Enfant de Légende
L’épaisse couverture végétale ne pouvait désormais plus l’en dissimuler. Le chasseur savait qu’à présent, aucune ruse n’aurait pu l’extraire du guêpier dans lequel il s’était aventuré.
De toute son éternité, il avait cru que leur existence ne relevait que d’une légende anodine. Une histoire absurde que l’on conte aux enfants afin qu’ils ne s’enfoncent pas seuls dans une forêt un peu trop dense, un peu trop obscure. Une fable effrayante, uniquement destinée à décourager les plus téméraires d’entre les imprudents.
Mais à présent qu’elle se trouvait face à lui, bien plus véritable que quiconque aurait pu le prétendre, il comprit que dans le mythe reposait une part de justesse. Une part de réalité dont il ignorait la teneur exacte, dont il pouvait encore espérer qu’elle se trompait, qu’elle négligeait l’authentique vérité.
Celle qui se trouvait en face de lui, vaguement dissimulée par une épaisse couverture végétale, paraissait pourtant étonnamment fidèle aux contes pour enfants.
Une silhouette sans doute féminine, au teint basané et à la chevelure majestueuse. Membres fins, poitrine timide, stature peu imposante. Pour ainsi dire, une enfant.
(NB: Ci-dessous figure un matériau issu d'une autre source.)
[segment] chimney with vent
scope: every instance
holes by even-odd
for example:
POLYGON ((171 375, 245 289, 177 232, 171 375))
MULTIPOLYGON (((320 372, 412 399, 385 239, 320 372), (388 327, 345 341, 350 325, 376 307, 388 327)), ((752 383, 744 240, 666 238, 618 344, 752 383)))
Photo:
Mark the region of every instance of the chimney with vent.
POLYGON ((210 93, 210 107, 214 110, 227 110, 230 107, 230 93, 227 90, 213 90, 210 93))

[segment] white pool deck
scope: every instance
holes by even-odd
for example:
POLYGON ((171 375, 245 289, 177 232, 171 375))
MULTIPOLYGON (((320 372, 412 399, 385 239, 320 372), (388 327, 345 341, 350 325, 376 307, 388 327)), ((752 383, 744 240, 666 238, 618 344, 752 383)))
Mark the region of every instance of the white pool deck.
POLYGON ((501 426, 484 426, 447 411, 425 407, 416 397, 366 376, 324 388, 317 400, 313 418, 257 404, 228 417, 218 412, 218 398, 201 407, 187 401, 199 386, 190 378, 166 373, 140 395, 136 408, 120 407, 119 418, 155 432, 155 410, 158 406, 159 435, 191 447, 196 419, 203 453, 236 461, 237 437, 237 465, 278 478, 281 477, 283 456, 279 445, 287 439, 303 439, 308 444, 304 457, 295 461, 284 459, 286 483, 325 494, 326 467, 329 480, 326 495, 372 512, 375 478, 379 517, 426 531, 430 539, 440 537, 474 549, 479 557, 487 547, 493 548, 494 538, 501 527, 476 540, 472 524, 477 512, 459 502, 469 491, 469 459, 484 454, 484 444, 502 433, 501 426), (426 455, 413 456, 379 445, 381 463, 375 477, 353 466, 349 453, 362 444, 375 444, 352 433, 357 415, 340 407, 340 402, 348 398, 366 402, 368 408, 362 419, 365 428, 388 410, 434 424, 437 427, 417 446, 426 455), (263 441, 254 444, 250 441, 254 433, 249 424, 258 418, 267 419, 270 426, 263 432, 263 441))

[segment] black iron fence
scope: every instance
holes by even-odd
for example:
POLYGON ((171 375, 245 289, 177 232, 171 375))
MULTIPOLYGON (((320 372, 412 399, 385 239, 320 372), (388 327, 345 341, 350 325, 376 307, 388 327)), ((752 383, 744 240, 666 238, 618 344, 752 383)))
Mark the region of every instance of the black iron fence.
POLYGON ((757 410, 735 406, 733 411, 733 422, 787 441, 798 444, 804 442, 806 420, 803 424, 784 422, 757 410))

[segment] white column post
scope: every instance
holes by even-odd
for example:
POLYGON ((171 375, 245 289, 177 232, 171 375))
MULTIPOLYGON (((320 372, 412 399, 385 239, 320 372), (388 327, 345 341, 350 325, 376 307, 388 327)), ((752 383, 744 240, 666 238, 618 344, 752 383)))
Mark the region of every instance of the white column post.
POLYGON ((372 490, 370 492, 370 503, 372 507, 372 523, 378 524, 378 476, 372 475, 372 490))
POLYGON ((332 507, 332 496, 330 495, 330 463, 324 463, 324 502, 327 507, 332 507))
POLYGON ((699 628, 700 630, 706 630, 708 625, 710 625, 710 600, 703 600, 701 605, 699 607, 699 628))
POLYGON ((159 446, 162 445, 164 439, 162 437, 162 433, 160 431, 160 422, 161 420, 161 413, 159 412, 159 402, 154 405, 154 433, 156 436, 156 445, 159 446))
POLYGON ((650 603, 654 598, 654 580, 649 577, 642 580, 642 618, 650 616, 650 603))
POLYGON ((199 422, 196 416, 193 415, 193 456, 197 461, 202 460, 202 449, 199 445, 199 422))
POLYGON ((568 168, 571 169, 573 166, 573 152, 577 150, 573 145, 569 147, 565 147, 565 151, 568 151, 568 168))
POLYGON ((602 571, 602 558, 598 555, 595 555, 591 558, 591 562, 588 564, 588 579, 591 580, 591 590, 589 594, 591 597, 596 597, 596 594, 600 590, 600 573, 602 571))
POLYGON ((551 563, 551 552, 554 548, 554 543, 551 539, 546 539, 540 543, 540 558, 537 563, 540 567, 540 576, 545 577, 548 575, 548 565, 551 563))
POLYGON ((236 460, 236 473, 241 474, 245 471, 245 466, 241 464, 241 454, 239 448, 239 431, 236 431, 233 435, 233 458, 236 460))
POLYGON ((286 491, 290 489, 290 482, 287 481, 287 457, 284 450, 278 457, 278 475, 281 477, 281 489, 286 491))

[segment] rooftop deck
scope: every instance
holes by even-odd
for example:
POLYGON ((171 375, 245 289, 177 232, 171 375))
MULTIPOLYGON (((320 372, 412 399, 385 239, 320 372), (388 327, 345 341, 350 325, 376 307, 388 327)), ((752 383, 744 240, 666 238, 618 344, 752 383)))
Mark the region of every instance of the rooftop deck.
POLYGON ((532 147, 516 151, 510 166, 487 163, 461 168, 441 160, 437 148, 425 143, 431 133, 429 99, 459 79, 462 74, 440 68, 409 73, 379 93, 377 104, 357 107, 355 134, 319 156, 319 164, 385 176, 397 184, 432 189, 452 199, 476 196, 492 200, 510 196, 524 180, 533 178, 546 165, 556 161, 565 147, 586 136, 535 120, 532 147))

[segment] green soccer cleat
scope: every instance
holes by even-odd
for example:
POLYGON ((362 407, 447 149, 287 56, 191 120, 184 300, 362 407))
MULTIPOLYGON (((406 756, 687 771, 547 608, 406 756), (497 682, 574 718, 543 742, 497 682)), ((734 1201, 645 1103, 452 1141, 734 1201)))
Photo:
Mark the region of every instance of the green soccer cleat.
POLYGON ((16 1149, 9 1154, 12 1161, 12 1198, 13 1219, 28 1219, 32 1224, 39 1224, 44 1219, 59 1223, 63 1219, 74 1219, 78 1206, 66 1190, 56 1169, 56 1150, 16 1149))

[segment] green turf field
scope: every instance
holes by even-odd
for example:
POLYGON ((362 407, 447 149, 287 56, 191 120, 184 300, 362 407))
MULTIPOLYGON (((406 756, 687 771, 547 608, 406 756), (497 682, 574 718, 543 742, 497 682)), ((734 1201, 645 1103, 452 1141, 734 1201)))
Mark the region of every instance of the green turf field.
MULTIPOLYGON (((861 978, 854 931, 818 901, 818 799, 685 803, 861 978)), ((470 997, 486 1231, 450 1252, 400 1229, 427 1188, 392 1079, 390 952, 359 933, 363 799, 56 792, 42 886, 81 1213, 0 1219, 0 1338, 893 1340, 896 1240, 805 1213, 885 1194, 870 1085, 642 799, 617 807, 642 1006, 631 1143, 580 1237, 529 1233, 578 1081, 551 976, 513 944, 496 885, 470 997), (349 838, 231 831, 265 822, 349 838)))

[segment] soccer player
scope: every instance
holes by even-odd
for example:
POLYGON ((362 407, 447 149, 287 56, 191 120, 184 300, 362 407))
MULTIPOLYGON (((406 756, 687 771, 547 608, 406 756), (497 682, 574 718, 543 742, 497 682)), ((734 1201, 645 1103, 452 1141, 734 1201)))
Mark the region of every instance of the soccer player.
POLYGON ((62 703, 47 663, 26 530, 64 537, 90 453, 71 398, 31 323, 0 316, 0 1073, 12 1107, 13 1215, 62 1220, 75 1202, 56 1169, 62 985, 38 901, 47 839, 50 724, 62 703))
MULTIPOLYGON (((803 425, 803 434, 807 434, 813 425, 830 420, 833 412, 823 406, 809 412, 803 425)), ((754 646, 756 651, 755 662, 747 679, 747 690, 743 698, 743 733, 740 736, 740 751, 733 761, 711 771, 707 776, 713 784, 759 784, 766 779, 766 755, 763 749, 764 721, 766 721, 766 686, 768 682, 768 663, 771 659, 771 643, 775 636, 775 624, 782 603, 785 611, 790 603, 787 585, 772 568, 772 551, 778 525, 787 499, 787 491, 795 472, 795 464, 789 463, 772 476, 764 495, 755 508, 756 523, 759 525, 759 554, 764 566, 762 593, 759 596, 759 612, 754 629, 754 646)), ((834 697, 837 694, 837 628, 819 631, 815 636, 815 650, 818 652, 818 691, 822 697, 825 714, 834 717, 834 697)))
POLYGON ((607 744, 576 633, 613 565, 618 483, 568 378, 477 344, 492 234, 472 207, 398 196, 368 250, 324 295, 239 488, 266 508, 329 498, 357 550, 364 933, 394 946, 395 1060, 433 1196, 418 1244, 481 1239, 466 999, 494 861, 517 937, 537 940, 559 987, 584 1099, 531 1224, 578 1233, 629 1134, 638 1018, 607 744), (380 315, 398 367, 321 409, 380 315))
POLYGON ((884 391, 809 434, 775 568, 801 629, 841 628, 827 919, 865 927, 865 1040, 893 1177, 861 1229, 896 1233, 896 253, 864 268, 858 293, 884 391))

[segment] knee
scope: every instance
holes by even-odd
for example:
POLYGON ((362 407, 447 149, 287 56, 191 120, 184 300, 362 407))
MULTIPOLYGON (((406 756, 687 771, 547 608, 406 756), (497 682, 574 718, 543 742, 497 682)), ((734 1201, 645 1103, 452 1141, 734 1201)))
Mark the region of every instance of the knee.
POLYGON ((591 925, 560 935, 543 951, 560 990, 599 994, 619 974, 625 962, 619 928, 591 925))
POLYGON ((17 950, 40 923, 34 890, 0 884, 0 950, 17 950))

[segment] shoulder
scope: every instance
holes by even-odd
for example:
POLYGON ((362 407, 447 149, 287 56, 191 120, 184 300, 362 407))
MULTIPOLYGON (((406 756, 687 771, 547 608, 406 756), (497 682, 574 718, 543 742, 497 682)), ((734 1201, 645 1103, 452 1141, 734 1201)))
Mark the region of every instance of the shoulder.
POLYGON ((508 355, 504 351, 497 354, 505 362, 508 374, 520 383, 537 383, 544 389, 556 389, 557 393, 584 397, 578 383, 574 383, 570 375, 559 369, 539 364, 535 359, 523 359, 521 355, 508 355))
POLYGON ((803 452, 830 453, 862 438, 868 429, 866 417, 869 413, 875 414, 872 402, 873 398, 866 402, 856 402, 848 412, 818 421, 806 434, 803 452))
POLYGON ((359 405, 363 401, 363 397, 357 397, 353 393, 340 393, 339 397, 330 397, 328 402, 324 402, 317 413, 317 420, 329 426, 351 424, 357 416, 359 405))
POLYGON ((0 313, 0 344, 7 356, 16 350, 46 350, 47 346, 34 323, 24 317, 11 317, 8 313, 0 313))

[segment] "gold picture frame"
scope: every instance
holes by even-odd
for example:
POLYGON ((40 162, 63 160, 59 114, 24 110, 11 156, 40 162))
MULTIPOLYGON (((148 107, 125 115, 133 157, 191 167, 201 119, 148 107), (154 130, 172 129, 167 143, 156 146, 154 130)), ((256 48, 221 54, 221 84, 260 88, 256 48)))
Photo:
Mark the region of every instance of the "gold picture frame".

Une enfant, seulement couverte de légères branches florales disséminées çà et là autour de sa taille subtile ; décorée de quelques rayures verdâtres qui glissaient le long de son corps dénudé, depuis le sommet de son visage jusqu’à la base de ses chevilles.
Un visage jeune, pur, aux traits innocents ; pourtant bien loin de paraitre naïf.
Un visage ferme, tendu, alerte aux moindres détails de ce qui se déroulait autour de lui.
Un visage à la fois tout entier attentif à l’arc que l’enfant bandait dans la direction du chasseur.
Un arc d’une grande qualité, solidement maintenu par deux petites mains.
Deux petites mains parfaitement sûres d’elles, pleinement immobiles.
Pourtant le chasseur osait encore espérer que la légende que l’on racontait aux plus téméraires d’entre les imprudents avait trahi l’authentique vérité. Il osait encore espérer que cette enfant n’était en rien celle qui lui avait été dépeinte, bien qu’elle en arborât chacun des traits, chacune des attitudes.
Alors le chasseur détendit lentement la corde de l’arc, d’une qualité bien moindre, qu’il tenait entre ses propres mains. Mena doucement la pointe de sa flèche vers le sol terreux de l’épaisse forêt. Libéra l’une de ses paumes et la dressa calmement, prudemment, tendrement.
En un signe de paix.
Mais l’enfant ne cilla pas. Cette silhouette légère à l’apparence ingénue, angélique, paisible, semblait n’être que celle d’une sculpture de grès, d’une statuette que l’on aurait pu approcher sans crainte, observer sans frayeur, contempler sans malaise.
Une statuette qui, pourtant, s’anima. Si discrètement que le chasseur aurait pu ne pas même le percevoir.
Suffisamment, toutefois. Suffisamment pour qu’il comprenne.
Les doigts délicats de l’enfant détendirent leur emprise.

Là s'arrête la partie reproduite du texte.